Ya desde hace muchos años la misma Iglesia ha abandonado la idea de una creación paradisíaca perfecta, situada al principio de todos; también la consecuente caída de la primera pareja humana ha ido asumiendo cada vez más tintes míticos. La ciencia, por su parte, nos muestra un universo en continua evolución donde no hay rastros de una perfección primigenia ni de un origen monogenético.
Sin duda la inexistencia de Adán y Eva no significa la inexistencia del pecado del ser humano, pero su naturaleza imperfecta no es una consecuencia de una desobediencia sino más bien una característica constitutiva del ser humano. En otras palabras toda la creación se desarrolla dentro de una dinámica de muerte y regeneración, de enfermedad y vida que siempre, aunque lentamente, parece tener la última palabra.
El pecado, además, no es una ofensa a Dios, como si éste se viera afectado porque sus derechos divinos han sido puestos en entredicho. El pecado es un mal que nos hacemos a nosotros mismos (y/o a los demás) y que paraliza momentáneamente nuestro crecimiento interior hacia la plenitud.
¿Qué plenitud? Desde luego, para nosotros cristianos el ideal que alcanzar es Jesucristo, imagen del Dios invisible. Pero esta imagen no es la de la cruz, o por lo menos no es la única. A veces olvidamos que Jesús fue un hombre que dedicó sus últimos años (que son los que más conocemos) haciendo el bien, luchando contra el dolor, el sufrimiento moral, físico, social y cultural de la gente de su entorno. Enseñaba con palabras y obras, entregando su vida para los demás y fue tan coherente y auténtico que llevó todo esto hasta las extremas consecuencias.
Sin duda, su forma de actuar y enseñar fue molestando poco a poco a la élite religiosa y también a la política; como su predecesor, el Bautista, también para Jesús se iba preparando el mismo final y cuando el momento estaba cerca, él mismo ya fue consciente de lo que le iba a ocurrir.

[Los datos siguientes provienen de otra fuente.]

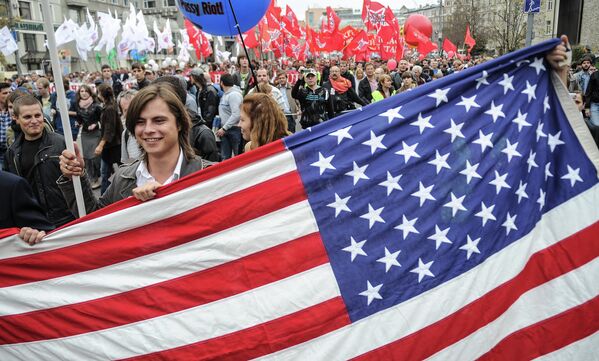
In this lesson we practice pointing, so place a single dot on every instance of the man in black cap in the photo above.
(313, 99)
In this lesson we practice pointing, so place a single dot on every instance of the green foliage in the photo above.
(577, 53)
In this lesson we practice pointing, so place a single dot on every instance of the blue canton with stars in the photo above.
(415, 190)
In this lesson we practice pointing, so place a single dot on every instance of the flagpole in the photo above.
(61, 99)
(243, 43)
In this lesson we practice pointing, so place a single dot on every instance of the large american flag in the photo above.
(455, 221)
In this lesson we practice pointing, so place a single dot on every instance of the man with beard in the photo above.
(342, 94)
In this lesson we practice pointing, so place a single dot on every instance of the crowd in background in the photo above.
(230, 110)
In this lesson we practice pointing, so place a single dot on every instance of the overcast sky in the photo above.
(300, 6)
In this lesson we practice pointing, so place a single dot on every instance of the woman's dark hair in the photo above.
(106, 92)
(87, 89)
(167, 93)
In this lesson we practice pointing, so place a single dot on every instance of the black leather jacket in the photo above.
(45, 172)
(122, 185)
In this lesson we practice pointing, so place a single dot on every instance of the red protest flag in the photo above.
(469, 40)
(249, 38)
(390, 28)
(374, 17)
(359, 44)
(449, 46)
(290, 23)
(193, 33)
(331, 24)
(401, 44)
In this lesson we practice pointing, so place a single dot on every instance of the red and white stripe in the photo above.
(229, 264)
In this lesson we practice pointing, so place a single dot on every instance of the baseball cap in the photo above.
(311, 71)
(197, 72)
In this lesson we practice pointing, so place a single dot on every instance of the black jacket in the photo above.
(18, 206)
(315, 104)
(44, 174)
(592, 94)
(207, 100)
(203, 142)
(364, 91)
(122, 185)
(345, 101)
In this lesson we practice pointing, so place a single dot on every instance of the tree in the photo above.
(508, 32)
(461, 13)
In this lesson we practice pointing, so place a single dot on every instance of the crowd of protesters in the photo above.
(217, 111)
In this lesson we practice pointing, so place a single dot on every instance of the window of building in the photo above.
(149, 4)
(25, 10)
(74, 15)
(30, 44)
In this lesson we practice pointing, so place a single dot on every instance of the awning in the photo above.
(34, 57)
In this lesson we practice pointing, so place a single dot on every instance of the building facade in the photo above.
(25, 20)
(575, 18)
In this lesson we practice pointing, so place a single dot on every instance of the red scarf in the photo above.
(340, 85)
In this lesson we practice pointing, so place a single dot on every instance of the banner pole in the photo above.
(244, 47)
(61, 99)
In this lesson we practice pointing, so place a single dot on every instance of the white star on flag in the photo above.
(547, 171)
(539, 132)
(538, 65)
(372, 292)
(499, 182)
(389, 260)
(423, 269)
(510, 223)
(506, 83)
(422, 123)
(392, 114)
(495, 111)
(521, 192)
(486, 213)
(511, 150)
(541, 199)
(323, 163)
(342, 134)
(530, 91)
(553, 140)
(340, 204)
(456, 204)
(408, 151)
(391, 183)
(355, 248)
(440, 95)
(407, 226)
(469, 103)
(546, 105)
(531, 161)
(470, 172)
(484, 140)
(573, 175)
(471, 246)
(482, 80)
(375, 142)
(358, 173)
(440, 237)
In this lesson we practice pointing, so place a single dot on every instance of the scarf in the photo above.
(86, 103)
(340, 85)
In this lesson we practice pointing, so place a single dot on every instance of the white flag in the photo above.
(7, 42)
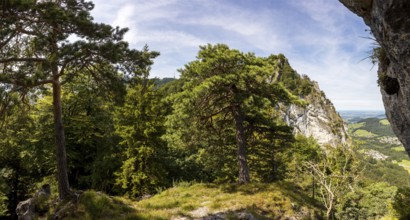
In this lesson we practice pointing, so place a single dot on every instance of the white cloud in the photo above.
(321, 38)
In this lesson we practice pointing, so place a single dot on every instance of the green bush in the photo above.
(401, 203)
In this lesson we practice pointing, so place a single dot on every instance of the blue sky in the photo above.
(321, 38)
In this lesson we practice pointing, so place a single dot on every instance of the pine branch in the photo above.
(26, 59)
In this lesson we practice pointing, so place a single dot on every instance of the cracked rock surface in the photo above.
(389, 21)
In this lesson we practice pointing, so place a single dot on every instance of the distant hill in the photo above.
(374, 126)
(383, 155)
(355, 116)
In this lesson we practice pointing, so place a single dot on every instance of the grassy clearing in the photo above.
(355, 126)
(404, 163)
(263, 200)
(363, 133)
(398, 149)
(384, 122)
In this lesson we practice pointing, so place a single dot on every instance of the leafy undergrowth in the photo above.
(186, 201)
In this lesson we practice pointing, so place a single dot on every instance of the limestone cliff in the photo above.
(389, 21)
(318, 119)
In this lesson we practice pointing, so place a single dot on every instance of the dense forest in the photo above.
(81, 113)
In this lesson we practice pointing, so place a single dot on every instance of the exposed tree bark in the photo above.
(243, 177)
(61, 156)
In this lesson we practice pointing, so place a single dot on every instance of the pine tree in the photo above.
(47, 43)
(229, 93)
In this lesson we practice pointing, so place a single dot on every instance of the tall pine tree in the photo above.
(47, 43)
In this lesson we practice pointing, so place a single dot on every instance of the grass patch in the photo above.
(404, 163)
(95, 205)
(398, 149)
(384, 122)
(363, 133)
(268, 200)
(263, 201)
(355, 126)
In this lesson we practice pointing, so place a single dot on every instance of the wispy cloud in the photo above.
(320, 37)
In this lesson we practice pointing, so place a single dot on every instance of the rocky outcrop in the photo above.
(318, 119)
(389, 21)
(30, 208)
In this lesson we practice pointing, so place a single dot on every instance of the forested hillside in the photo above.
(82, 115)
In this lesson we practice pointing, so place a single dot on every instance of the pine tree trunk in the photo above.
(241, 144)
(61, 156)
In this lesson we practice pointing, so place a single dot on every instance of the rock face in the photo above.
(26, 210)
(389, 21)
(318, 119)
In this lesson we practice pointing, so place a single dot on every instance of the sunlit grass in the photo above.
(267, 199)
(363, 133)
(384, 122)
(263, 201)
(404, 163)
(398, 148)
(356, 125)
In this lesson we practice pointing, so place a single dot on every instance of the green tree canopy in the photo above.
(227, 97)
(50, 42)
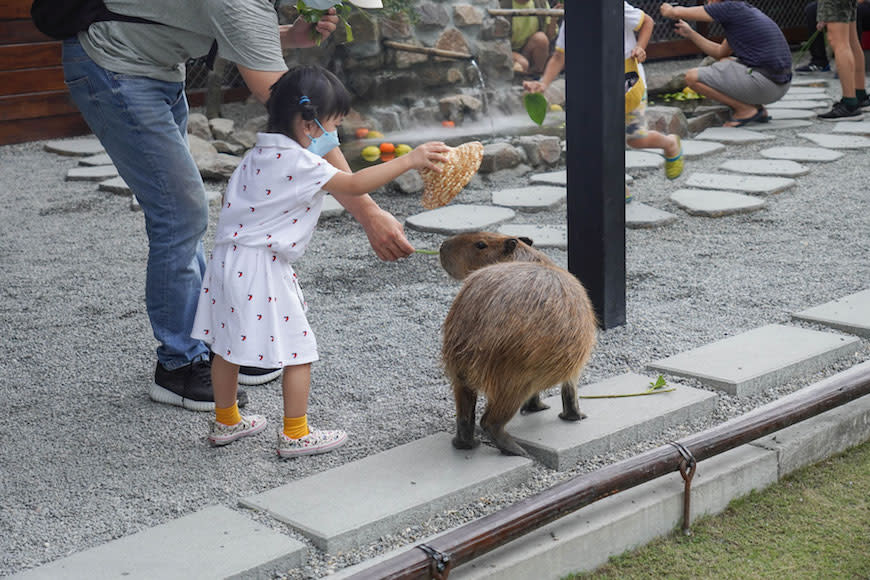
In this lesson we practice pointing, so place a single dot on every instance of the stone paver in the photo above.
(732, 135)
(552, 178)
(215, 542)
(75, 147)
(712, 203)
(115, 185)
(780, 167)
(542, 236)
(92, 173)
(783, 113)
(852, 128)
(640, 216)
(806, 154)
(745, 183)
(759, 359)
(851, 314)
(459, 218)
(390, 490)
(775, 124)
(610, 423)
(531, 198)
(642, 160)
(98, 159)
(837, 141)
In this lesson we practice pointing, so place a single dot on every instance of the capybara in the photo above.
(514, 330)
(463, 253)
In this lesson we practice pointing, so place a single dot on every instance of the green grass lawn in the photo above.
(815, 523)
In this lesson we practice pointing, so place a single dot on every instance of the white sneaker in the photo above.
(220, 434)
(315, 442)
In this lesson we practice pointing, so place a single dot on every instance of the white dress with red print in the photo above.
(251, 310)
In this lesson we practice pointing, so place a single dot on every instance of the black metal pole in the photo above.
(594, 78)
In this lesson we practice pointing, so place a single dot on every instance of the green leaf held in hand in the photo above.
(536, 106)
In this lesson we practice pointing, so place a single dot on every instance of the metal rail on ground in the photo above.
(458, 546)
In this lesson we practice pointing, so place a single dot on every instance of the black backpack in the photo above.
(65, 18)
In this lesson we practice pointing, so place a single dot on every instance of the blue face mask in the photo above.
(325, 143)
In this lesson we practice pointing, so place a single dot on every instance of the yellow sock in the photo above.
(296, 427)
(228, 416)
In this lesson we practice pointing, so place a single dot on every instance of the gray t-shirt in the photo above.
(246, 32)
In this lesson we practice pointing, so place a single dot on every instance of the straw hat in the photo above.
(462, 163)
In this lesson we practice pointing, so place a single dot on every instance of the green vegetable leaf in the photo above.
(536, 106)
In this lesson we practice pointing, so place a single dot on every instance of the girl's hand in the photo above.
(683, 29)
(428, 155)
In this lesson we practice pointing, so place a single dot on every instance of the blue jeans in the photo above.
(142, 124)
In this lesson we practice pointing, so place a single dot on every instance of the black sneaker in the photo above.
(841, 111)
(813, 67)
(254, 375)
(188, 387)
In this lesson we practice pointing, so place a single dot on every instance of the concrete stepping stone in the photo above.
(712, 203)
(802, 104)
(806, 154)
(215, 542)
(831, 141)
(610, 423)
(640, 215)
(532, 198)
(75, 147)
(850, 314)
(459, 218)
(759, 359)
(94, 160)
(852, 128)
(115, 185)
(92, 173)
(391, 490)
(775, 124)
(779, 113)
(744, 183)
(542, 236)
(778, 167)
(732, 135)
(643, 160)
(551, 178)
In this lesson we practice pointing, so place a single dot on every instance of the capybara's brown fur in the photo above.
(514, 330)
(464, 253)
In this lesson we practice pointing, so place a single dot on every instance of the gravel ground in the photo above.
(88, 458)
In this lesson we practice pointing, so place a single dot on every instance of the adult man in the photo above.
(838, 17)
(127, 79)
(760, 73)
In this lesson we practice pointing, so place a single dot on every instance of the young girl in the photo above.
(251, 310)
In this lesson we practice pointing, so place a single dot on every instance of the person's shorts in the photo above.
(837, 11)
(741, 83)
(635, 121)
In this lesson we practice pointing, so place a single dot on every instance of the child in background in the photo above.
(637, 136)
(251, 310)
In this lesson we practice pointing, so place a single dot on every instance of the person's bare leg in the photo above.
(741, 110)
(295, 386)
(225, 382)
(839, 34)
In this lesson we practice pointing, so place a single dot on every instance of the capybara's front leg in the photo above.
(533, 405)
(466, 402)
(570, 408)
(493, 421)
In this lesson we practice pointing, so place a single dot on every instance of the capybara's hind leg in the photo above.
(466, 402)
(493, 421)
(570, 408)
(533, 405)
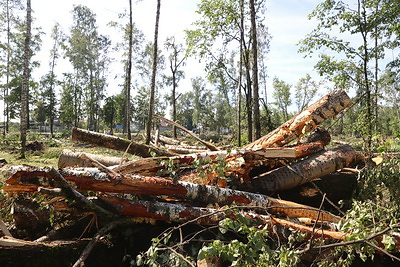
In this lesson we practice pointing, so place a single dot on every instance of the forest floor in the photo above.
(46, 152)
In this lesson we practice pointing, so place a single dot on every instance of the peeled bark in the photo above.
(238, 162)
(113, 142)
(69, 158)
(306, 121)
(205, 216)
(318, 165)
(197, 193)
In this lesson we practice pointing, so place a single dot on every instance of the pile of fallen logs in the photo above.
(163, 185)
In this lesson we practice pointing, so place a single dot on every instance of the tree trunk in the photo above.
(239, 90)
(255, 101)
(318, 165)
(195, 193)
(307, 120)
(207, 144)
(116, 143)
(128, 77)
(69, 158)
(25, 79)
(6, 90)
(153, 77)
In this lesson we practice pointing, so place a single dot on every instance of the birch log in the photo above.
(93, 180)
(69, 158)
(306, 121)
(315, 166)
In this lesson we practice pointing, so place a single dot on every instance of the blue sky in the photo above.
(286, 19)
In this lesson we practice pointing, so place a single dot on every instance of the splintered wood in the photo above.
(202, 187)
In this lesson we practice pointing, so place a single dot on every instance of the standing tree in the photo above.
(282, 96)
(175, 62)
(130, 47)
(49, 81)
(254, 48)
(7, 17)
(25, 79)
(306, 88)
(128, 76)
(109, 113)
(221, 23)
(153, 77)
(87, 51)
(351, 62)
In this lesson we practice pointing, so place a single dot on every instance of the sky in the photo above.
(286, 19)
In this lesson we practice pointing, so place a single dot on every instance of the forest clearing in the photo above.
(282, 191)
(200, 133)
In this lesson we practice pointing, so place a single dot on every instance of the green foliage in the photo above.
(282, 96)
(306, 88)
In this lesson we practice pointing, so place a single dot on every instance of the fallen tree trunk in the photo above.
(69, 158)
(306, 121)
(198, 193)
(318, 165)
(208, 216)
(238, 162)
(338, 186)
(116, 143)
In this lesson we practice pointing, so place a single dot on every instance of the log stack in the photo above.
(200, 187)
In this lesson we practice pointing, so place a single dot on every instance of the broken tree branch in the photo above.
(314, 167)
(306, 121)
(69, 158)
(207, 144)
(206, 194)
(113, 142)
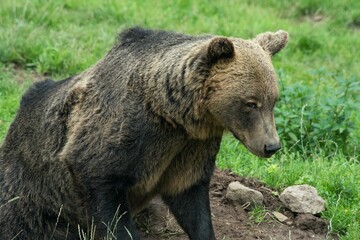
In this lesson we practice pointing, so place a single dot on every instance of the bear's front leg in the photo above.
(191, 209)
(113, 217)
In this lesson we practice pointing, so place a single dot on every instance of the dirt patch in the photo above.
(231, 221)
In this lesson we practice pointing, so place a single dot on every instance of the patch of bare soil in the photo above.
(231, 221)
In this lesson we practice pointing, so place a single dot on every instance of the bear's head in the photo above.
(242, 89)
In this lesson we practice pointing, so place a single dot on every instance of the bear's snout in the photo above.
(270, 149)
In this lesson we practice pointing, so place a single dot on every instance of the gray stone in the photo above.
(244, 195)
(302, 199)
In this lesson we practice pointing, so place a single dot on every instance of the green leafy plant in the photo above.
(319, 117)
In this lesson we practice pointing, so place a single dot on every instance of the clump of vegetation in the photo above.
(321, 116)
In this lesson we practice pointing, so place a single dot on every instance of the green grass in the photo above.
(318, 114)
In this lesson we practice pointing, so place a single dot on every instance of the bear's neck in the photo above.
(170, 83)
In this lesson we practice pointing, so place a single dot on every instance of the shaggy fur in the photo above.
(146, 120)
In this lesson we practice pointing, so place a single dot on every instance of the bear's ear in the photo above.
(220, 48)
(272, 42)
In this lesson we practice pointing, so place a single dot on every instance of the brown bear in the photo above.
(87, 153)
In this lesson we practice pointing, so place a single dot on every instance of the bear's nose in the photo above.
(270, 149)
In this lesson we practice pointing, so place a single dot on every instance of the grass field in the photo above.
(318, 114)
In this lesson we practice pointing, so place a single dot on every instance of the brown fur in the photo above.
(146, 120)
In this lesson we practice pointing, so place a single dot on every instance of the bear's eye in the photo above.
(252, 105)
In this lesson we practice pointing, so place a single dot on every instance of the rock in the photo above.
(310, 222)
(302, 199)
(244, 195)
(280, 217)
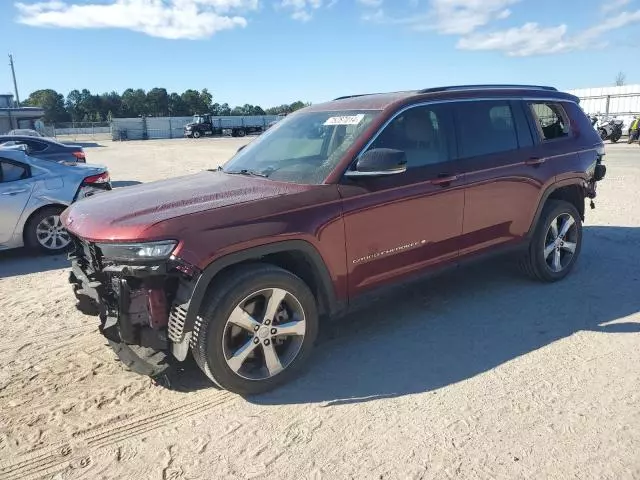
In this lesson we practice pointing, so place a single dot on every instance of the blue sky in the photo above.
(270, 52)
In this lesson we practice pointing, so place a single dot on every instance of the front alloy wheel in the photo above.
(257, 329)
(264, 334)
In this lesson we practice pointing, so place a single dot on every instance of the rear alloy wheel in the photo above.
(556, 242)
(257, 331)
(45, 232)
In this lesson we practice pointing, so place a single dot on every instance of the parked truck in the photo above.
(235, 126)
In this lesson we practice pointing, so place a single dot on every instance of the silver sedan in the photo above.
(33, 194)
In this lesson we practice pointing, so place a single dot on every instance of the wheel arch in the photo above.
(297, 256)
(571, 190)
(31, 215)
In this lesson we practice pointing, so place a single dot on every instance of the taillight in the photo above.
(100, 178)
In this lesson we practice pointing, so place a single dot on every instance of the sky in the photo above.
(269, 52)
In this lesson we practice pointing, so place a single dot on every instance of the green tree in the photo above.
(158, 102)
(51, 102)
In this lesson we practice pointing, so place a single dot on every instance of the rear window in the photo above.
(552, 120)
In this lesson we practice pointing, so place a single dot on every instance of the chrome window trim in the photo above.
(438, 102)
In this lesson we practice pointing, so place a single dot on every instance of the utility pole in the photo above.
(15, 84)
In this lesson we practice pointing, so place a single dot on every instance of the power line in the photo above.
(15, 84)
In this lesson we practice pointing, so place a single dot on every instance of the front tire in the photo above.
(44, 232)
(556, 242)
(257, 330)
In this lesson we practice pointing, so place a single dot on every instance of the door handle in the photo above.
(535, 161)
(444, 180)
(14, 192)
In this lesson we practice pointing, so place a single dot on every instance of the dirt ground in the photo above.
(478, 374)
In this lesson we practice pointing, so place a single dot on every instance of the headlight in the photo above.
(138, 251)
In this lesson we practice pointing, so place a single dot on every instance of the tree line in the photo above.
(83, 106)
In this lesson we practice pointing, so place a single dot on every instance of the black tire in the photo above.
(533, 262)
(225, 295)
(141, 360)
(31, 237)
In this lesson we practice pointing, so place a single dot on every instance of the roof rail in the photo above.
(353, 96)
(481, 87)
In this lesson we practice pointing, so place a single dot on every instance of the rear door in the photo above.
(401, 224)
(504, 174)
(15, 190)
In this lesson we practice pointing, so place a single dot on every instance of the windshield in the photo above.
(302, 148)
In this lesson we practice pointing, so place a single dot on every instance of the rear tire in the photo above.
(258, 357)
(545, 252)
(43, 232)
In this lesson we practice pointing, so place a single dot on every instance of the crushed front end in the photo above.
(140, 292)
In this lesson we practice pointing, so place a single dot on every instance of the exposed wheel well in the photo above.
(573, 194)
(35, 212)
(294, 261)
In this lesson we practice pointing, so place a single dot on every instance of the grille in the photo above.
(177, 316)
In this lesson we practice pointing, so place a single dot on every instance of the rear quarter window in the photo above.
(551, 120)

Y lo fue, entendiéndolo como parte del proyecto del Padre para la instauración definitiva de su reino.
No olvidemos que el mismo Jesús iba predicando que el perdón del Padre, éste lo había ya dado a todo su pueblo de forma gratuita, inmerecida. Mientras el Bautista, con su actitud severa, anunciaba la ira divina y llamaba a la conversión, Jesús, con su forma de vivir acogedora y su mensaje alegre, predicaba un Padre no colérico sino más bien benévolo y misericordioso.
Entonces, si tomamos en serio este mensaje de Jesús, la idea de la cruz como sacrificio para perdonar los pecados pierde inmediatamente su sentido.
En mi opinión, y así concluyo, en línea con el mensaje de Jesús, Dios continuamente nos acoge en su amor, a pesar de todo lo que podamos hacer. La salvación es, entonces, llegar a ser como Cristo, es decir vivir desde el amor, abandonando el egoísmo, la sed de prevaricación y de poder y ser poco a poco imagen de Dios, imagen de Jesús.
En este sentido, no es la cruz ni la sangre de Jesús que salva, sino acoger su mensaje y vivir mirándolo a él, seguros que el Espíritu trabaja en nosotros de forma invisible pero eficaz, si dejamos que él actúe.
En estos últimos días de la Semana Santa, deseo para todos nosotros poder experimentar al Dios del amor que está en nosotros y que siempre nos apoya, para que podamos gozar ya de todo lo que nos regala y vivir al máximo todos sus dones.